Bishop Kirollos of the Naga Hammadi Diocese told Al-Masry Al-Youm in a late November that Naga Hammadi’s Christians would not vote in the parliamentary elections which witnessed only ten Christian candidates on the NDP ticket. Total NDP nominations numbered around 800 candidates. 

Ignoring Coptic demands

The construction and renovation of churches remains a flash-point issue between Egypt’s Christians and the state.

According to the Ministry of Religious Endowments, there is a disparity between the number of mosques and churches in Egypt. Although Copts comprise almost 10 percent of the country’s population, Egypt contains only 2000 churches compared with 93,000 mosques.

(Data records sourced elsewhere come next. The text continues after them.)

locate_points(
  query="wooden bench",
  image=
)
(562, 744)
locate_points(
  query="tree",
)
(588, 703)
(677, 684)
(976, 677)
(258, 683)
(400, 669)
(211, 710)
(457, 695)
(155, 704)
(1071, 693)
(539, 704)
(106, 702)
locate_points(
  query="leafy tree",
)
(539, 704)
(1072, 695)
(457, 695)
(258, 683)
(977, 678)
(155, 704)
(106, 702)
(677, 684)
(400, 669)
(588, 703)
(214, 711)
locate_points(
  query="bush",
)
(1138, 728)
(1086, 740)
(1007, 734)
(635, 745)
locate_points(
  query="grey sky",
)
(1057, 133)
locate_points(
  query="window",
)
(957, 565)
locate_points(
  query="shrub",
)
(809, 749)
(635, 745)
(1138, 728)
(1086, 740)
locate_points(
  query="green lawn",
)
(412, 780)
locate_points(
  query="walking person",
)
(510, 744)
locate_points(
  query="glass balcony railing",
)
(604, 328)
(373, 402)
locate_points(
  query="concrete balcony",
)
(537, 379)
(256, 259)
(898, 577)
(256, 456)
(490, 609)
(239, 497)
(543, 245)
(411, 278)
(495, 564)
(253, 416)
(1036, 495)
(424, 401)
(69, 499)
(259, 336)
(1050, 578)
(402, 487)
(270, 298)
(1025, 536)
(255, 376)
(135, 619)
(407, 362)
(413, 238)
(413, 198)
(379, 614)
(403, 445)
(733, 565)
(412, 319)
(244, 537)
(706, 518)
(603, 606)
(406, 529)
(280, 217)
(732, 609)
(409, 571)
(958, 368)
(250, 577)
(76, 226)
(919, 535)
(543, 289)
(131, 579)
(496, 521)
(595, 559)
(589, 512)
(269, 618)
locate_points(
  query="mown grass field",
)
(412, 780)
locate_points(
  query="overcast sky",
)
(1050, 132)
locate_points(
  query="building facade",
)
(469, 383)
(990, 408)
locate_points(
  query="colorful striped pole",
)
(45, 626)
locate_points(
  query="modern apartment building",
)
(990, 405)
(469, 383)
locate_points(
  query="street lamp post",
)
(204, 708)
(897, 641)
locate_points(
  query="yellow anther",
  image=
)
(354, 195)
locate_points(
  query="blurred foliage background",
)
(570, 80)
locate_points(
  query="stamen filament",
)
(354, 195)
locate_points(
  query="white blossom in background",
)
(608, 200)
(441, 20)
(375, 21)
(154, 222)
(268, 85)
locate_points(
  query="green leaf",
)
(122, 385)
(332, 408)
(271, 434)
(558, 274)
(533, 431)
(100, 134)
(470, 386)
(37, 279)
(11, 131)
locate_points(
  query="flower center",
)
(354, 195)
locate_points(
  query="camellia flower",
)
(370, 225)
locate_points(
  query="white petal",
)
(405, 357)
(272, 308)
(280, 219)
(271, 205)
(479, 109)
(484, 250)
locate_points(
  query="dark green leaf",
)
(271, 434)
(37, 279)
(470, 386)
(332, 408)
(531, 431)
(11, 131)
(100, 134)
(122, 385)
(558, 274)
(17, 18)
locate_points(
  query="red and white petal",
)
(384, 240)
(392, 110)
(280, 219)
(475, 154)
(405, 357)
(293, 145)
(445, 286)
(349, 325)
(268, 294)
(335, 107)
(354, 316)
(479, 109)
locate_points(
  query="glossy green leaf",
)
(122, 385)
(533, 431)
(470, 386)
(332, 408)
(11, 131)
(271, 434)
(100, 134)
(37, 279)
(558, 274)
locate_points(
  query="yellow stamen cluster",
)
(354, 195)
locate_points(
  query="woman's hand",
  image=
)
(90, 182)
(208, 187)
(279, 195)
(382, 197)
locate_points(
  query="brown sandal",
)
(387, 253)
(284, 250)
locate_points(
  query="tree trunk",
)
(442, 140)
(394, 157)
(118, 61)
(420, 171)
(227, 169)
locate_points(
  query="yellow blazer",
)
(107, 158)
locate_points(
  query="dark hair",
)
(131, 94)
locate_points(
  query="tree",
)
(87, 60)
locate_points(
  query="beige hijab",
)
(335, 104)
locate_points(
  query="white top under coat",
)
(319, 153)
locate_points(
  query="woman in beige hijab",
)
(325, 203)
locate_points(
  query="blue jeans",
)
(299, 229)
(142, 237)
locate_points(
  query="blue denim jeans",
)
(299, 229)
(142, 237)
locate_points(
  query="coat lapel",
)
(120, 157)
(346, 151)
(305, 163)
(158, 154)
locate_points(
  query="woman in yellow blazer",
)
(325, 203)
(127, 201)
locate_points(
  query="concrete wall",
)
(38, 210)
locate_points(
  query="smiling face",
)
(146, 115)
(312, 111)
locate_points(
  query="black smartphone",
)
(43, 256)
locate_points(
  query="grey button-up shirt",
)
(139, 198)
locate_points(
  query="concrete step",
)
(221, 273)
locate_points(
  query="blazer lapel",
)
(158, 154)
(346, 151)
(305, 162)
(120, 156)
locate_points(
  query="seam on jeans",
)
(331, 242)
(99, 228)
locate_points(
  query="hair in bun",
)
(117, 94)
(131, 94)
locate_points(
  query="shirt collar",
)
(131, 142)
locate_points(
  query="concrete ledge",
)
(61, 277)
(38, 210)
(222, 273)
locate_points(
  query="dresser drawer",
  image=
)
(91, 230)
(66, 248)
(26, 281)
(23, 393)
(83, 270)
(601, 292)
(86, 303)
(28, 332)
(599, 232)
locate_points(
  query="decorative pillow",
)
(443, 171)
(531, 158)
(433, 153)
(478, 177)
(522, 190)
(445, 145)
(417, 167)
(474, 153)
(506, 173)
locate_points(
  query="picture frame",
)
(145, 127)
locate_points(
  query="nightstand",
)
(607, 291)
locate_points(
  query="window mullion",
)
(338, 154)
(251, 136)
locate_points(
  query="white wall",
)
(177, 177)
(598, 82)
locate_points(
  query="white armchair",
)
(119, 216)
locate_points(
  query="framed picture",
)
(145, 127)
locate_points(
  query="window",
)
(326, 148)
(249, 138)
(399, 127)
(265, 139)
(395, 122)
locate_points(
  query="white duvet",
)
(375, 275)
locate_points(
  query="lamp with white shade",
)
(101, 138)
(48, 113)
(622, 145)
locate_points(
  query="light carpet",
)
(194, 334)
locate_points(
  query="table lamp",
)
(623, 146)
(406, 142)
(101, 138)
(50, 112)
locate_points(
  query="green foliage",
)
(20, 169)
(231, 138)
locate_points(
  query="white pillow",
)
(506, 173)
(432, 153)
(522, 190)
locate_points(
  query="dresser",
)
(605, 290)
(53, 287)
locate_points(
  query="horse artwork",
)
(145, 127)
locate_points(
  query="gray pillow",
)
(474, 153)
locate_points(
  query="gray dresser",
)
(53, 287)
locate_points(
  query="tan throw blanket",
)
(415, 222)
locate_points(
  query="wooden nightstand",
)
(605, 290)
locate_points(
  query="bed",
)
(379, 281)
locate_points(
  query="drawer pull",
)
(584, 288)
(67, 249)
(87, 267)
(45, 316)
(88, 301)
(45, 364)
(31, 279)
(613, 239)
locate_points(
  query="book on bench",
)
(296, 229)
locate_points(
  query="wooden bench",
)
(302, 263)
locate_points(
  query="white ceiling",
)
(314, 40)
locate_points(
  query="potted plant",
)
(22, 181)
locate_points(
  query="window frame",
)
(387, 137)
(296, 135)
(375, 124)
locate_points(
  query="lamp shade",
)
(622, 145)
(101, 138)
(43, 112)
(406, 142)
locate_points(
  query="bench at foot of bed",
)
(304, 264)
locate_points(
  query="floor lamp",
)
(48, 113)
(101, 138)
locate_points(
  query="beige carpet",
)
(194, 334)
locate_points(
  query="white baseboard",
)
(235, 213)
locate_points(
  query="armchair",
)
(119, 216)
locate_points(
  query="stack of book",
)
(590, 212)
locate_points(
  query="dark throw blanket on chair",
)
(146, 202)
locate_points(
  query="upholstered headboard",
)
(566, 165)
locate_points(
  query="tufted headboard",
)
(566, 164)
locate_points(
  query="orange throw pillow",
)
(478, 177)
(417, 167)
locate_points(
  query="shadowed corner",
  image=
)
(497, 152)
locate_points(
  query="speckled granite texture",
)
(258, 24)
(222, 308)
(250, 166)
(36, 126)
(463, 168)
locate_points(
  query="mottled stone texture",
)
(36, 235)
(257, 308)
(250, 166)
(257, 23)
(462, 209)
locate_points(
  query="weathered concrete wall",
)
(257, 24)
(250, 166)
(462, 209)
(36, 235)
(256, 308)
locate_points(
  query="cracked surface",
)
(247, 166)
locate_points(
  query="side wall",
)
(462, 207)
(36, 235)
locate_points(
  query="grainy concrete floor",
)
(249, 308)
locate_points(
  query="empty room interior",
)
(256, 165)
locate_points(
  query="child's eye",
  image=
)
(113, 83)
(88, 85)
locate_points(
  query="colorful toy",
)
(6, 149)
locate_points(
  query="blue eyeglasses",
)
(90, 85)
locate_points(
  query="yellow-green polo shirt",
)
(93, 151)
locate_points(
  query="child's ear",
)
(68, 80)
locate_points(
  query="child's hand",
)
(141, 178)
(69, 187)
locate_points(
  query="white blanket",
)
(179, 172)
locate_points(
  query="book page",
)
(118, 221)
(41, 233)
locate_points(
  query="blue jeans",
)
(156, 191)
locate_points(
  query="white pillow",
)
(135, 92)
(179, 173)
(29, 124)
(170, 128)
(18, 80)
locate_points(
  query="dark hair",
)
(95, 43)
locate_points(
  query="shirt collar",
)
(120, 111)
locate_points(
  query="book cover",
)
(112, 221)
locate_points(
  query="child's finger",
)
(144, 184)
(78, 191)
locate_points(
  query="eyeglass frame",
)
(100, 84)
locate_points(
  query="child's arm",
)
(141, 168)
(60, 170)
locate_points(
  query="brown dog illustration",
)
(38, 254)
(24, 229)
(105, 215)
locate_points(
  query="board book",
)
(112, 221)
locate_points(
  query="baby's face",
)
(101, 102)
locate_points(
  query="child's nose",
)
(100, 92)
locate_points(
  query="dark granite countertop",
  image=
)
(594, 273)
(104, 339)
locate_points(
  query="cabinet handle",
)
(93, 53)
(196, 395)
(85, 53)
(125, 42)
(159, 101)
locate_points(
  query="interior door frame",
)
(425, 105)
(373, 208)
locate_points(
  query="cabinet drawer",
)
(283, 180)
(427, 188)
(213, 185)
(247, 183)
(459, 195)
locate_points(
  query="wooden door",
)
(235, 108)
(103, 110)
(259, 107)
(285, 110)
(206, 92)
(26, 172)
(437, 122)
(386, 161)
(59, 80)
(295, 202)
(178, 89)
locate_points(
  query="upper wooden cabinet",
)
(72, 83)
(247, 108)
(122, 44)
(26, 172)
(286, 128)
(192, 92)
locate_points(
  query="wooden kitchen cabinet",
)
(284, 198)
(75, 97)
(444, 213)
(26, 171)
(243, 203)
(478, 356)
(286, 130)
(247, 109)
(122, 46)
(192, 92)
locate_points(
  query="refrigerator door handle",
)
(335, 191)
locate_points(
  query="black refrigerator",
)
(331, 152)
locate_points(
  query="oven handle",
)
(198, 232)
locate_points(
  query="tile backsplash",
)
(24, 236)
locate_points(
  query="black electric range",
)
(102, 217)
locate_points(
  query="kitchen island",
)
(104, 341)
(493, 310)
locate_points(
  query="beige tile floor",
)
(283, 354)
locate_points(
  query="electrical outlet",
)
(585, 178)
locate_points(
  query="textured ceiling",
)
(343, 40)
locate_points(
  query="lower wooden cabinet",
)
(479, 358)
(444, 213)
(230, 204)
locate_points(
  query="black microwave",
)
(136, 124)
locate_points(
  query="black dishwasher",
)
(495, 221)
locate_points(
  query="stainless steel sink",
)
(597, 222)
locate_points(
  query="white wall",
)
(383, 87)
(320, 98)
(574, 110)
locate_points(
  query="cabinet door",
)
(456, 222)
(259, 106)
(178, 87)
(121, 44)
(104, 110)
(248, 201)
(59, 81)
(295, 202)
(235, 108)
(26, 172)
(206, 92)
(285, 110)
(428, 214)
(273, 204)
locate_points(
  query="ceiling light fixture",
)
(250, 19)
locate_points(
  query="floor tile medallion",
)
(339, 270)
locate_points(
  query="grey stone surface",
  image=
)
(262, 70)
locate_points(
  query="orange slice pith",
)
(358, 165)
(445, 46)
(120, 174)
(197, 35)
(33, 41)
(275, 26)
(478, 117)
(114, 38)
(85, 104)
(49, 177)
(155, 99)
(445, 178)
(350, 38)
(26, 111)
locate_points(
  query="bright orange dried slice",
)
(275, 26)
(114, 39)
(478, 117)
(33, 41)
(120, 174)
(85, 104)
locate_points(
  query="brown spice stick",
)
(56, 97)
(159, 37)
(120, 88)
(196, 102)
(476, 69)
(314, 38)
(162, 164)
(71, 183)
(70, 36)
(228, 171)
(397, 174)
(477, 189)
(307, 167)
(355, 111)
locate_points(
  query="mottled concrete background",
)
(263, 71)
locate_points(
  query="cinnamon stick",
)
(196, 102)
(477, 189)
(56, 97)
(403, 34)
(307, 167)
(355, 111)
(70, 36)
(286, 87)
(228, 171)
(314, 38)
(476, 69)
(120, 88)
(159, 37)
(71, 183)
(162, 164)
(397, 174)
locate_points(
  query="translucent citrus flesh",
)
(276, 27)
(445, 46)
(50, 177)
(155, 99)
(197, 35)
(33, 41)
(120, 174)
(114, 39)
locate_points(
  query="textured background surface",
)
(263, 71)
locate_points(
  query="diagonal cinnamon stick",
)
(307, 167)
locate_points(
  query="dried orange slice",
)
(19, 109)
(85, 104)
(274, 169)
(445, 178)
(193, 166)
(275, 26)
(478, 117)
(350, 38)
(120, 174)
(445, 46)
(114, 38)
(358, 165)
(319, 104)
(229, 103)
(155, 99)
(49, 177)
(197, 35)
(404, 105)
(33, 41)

"The state is responsible for spreading an environment of extremism against the Copts. It also doesn't respond to our demands to get a Unified Places-of-Worship Law passed,” said Gebraeel.

The Unified Places-of-Worship law was first proposed by the NDP in 2005 in an effort to regulate the construction of mosques and churches in Egypt. However, the NDP never officially endorsed it.

Christians have long complained of obstacles imposed by the current law–dating back to 1856–which conditions the building of churches on presidential approval. Although Mubarak issued a presidential decree authorizing governors to provide permits for building churches in 2005, many Copts claim the decree has failed to change the status-quo in light of widespread fear that new churches could provoke Muslim residents, especially in Upper Egypt.